Although former Secretary of State Hillary Clinton got nearly 2,000 more popular votes than Sen. Bernie Sanders in the KY primary, Sanders is ahead by about 36,000 more popular votes than Clinton in Oregon, where 70 percent of the votes cast have been counted, according to the Associated Press.
The two candidates are expected to split the delegates in KY, while Sanders will reduce Clinton’s delegate lead slightly as a result of his Oregon victory. Dana Tims of The Oregonian noted,
Sanders locked up the Oregon victory by establishing insurmountable leads in Democratic strongholds including Multnomah and Lane counties. But they’ll share 74 delegates proportionally, meaning Sanders’ victory will do little to cut into Clinton’s overall lead in delegates.
…A sizable surge in voter registration, particularly among young voters apparently sparked by Sanders’ populist message, preceded the primary.
Registration among those ages 18 to 29 increased by 21 percent from September 2015 to April 2016. No other age group managed to break double digits, with voters ages 30 to 39 coming closest at 9 percent, according to Oregon Secretary of State’s Office figures.
During that same eight-month period, Democratic registration grew by 16 percent. Democrats now comprise 42 percent of the electorate, up from 38 percent less than a year ago. Republican registration, by contrast, grew by 7 percent during the period. Their share of the electorate remained unchanged at 30 percent.
Thus far, Clinton has received more than 3 milllion more popular votes than has Sanders. As for overall delegate totals, Tims notes,
Although precise delegate tallies can change day-to-day, Clinton, prior to Oregon and other Tuesday contests, counted 1,716 delegates awarded on the basis of the votes she’s gotten. That’s an edge of 283 over Sanders’ 1,433 pledged delegates.

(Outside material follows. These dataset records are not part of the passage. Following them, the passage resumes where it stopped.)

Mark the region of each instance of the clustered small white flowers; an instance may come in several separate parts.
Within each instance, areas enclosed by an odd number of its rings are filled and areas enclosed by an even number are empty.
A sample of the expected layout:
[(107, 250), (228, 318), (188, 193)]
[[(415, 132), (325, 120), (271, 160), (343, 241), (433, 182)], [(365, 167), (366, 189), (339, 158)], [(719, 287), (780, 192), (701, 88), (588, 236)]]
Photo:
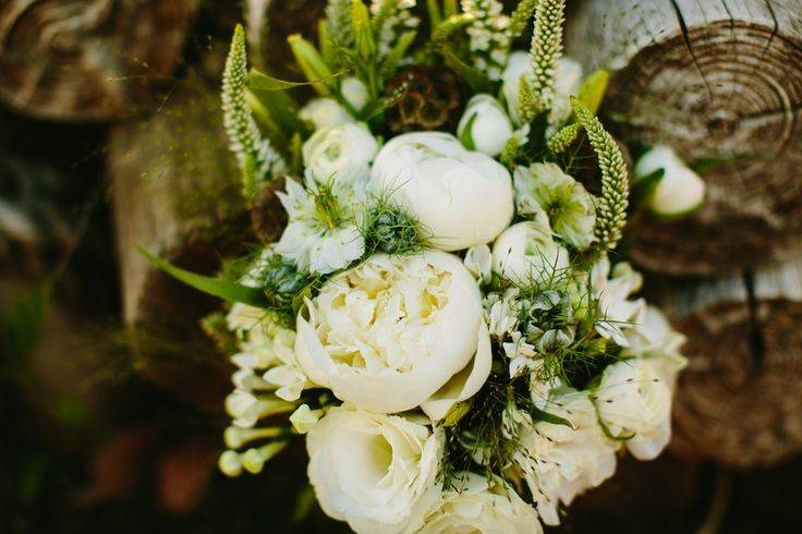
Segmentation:
[[(387, 16), (368, 38), (345, 24), (347, 3), (329, 3), (331, 38), (369, 57), (386, 58), (418, 25), (414, 0), (374, 1), (374, 17)], [(376, 80), (327, 80), (299, 113), (313, 132), (293, 141), (303, 182), (287, 177), (278, 193), (289, 222), (241, 279), (265, 305), (227, 315), (238, 351), (220, 469), (257, 473), (303, 435), (320, 507), (360, 533), (559, 524), (620, 453), (664, 450), (685, 366), (684, 338), (637, 296), (641, 275), (599, 244), (604, 191), (594, 196), (557, 157), (506, 154), (511, 139), (525, 150), (531, 135), (547, 141), (571, 121), (582, 69), (557, 60), (536, 131), (521, 101), (532, 60), (509, 53), (501, 3), (461, 5), (493, 94), (473, 95), (457, 135), (385, 138), (362, 114)], [(670, 150), (653, 149), (639, 169), (663, 172), (653, 207), (700, 201), (698, 187), (677, 193), (693, 180)], [(289, 423), (270, 424), (277, 415)]]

When superdelegates are factored in, Clinton’s lead grows daunting, giving her a 2,240-to-1,473 edge over Sanders…Unpledged Democratic party leaders are free to support the candidate of their choice, regardless of how their states’ voters leaned. A vast majority of the party’s 714 superdelegates – 524 to 40 to be precise – have declared their support for Clinton.

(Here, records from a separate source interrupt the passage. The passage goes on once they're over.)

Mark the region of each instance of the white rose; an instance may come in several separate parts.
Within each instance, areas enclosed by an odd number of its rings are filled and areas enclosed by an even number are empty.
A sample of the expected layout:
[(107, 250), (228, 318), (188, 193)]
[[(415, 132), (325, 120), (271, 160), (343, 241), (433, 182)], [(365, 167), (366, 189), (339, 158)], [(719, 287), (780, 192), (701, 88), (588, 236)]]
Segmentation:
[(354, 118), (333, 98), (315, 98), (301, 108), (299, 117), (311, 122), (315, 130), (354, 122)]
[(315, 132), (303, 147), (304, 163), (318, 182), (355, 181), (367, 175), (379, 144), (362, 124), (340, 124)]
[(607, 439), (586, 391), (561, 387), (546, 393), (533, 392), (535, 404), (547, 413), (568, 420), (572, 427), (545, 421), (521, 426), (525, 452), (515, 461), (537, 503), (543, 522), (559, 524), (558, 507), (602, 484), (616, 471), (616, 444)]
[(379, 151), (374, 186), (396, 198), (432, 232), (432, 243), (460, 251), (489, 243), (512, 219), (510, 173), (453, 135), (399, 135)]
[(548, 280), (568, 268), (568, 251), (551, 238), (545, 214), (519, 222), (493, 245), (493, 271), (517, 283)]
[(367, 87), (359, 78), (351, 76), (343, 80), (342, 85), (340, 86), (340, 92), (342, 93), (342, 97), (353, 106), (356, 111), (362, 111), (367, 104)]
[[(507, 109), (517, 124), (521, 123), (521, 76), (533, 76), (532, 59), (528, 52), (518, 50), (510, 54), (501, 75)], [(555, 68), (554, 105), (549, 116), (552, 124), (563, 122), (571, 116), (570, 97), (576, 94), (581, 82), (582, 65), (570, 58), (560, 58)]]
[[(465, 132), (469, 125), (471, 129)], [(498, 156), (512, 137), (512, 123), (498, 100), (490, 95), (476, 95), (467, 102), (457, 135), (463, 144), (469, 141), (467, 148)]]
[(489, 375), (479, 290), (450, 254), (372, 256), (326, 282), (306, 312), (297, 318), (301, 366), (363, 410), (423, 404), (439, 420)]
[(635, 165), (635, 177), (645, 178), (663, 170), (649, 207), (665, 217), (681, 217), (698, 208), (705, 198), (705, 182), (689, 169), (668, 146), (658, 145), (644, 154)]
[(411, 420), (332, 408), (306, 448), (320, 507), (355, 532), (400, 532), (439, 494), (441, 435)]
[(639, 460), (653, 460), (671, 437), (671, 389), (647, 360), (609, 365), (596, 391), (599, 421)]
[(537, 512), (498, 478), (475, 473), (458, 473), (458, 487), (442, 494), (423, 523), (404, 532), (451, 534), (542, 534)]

The Clinton campaign believes they can clinch the delegates needed for the Democratic nomination on June 7, when California, Montana, New Jersey, New Mexico, North Dakota and South Dakota hold their primaries and caucuses. Sanders has pledged to stay in the campaign “until the last ballot is cast” and “take our fight to the convention.”

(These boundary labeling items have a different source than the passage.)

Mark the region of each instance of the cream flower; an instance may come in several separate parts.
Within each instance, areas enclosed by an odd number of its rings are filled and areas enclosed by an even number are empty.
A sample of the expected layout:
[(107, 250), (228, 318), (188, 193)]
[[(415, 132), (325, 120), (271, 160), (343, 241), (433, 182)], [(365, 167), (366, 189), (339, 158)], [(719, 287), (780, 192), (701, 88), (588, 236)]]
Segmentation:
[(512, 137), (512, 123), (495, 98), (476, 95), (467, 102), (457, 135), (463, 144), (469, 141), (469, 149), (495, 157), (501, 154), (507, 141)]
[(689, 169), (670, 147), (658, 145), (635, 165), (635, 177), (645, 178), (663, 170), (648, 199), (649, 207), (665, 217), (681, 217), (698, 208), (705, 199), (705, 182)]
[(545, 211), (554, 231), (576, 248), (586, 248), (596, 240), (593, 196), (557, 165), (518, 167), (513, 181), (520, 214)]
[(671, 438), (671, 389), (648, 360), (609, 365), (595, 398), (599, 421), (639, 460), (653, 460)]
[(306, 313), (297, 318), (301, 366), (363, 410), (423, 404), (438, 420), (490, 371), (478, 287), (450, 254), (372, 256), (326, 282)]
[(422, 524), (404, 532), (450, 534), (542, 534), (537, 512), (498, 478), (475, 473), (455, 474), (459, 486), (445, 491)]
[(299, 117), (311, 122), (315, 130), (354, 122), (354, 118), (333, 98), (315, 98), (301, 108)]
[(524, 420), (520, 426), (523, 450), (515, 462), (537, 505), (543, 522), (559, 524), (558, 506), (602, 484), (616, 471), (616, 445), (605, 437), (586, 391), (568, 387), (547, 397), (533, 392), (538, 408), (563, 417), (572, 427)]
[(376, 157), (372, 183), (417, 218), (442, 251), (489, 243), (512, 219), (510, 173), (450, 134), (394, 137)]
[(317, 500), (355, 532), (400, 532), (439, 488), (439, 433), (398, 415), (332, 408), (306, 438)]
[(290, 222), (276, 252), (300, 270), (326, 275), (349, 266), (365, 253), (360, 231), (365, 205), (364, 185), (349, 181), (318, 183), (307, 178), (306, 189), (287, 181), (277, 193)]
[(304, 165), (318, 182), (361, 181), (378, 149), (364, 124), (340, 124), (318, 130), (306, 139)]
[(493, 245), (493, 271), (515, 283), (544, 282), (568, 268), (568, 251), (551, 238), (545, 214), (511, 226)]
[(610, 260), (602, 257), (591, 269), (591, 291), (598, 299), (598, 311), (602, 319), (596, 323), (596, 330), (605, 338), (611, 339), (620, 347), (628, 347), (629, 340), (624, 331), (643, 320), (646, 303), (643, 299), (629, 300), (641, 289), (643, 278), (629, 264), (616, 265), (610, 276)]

Regarding the angry conflict between Clinton and Sanders supporters at the Nevada state Democratic convention, Clare Foran observes at The Atlantic:
The challenge for Democrats, and particularly for Clinton, is to find out how to preserve unity as the primary drags on. One question is whether the kind of hostility seen in Nevada will play out at the national convention this summer. “There’s not going to be any violence in Philadelphia,” Sanders campaign manager Jeff Weaver told CNN on Tuesday. “Whoever the ultimate nominee is we want to unify the party… so that we can all go out and defeat Donald Trump in the fall. I don’t think there’s any question about that. What happened in Nevada, I think, is an aberration.” That likely won’t be enough to quell fears among Democrats who are concerned that unity will be difficult to achieve.
Let anger, chaos and violence define the GOP brand. The last two Democratic national conventions have provided excellent displays of civility, event management and party unity — that’s a tradition worth keeping.